If you restored specific indices from Glacier Deep Archive to permanent storage in S3, you can use the following procedure to retag them as archive so that they are returned to Glacier Deep Archive by lifecycle management:

1. Run the archive-cli.py script to retrieve the internal index IDs of the data to be returned to Glacier Deep Archive, substituting your S3 bucket name and the external index names from the user interface:

   > python archive-cli.py aws --bucket <storagebucket> get-prefix "<external_index_name>"

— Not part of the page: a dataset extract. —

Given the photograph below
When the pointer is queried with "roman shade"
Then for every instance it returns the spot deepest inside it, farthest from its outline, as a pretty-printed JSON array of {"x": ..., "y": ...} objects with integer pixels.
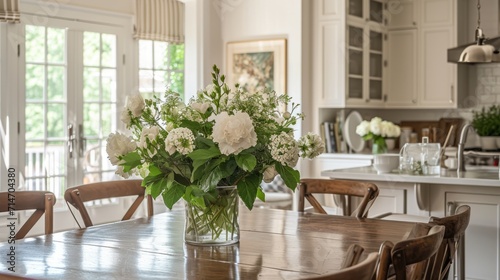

2. Run the archive-cli.py script to retag the indices with the archive tag:

   Syntax for a single index:

   > python archive-cli.py aws --bucket <storagebucket> tag --included-prefix 'stellar_data_backup//indices/<internal_index_id>' --src-tier hot --dst-tier archive

   Syntax using a shell script for multiple indices:

   for i in <internal_index1> <internal_index2>; do
    python archive-cli.py aws --bucket <storagebucket> tag --included-prefix 'stellar_data_backup//indices/$i/' --src-tier hot --dst-tier archive
   done

Tagging All Data in a Specific Bucket as Archive

If you restored all data from Glacier Deep Archive to permanent storage in S3, you can use archive-cli.py with the following syntax to retag it as archive so that it is returned to Glacier Deep Archive by lifecycle management::

python archive-cli.py aws --bucket <storagebucket> tag --included-prefix 'stellar_data_backup//indices/' --src-tier hot --dst-tier archive

Deleting Imports from Stellar Cyber

Once you have completed your analysis in Stellar Cyber, you can remove the imports:

1. Navigate to the System | Data Processor | Data Management | Cold Storage Imports tab in Stellar Cyber and delete the imports.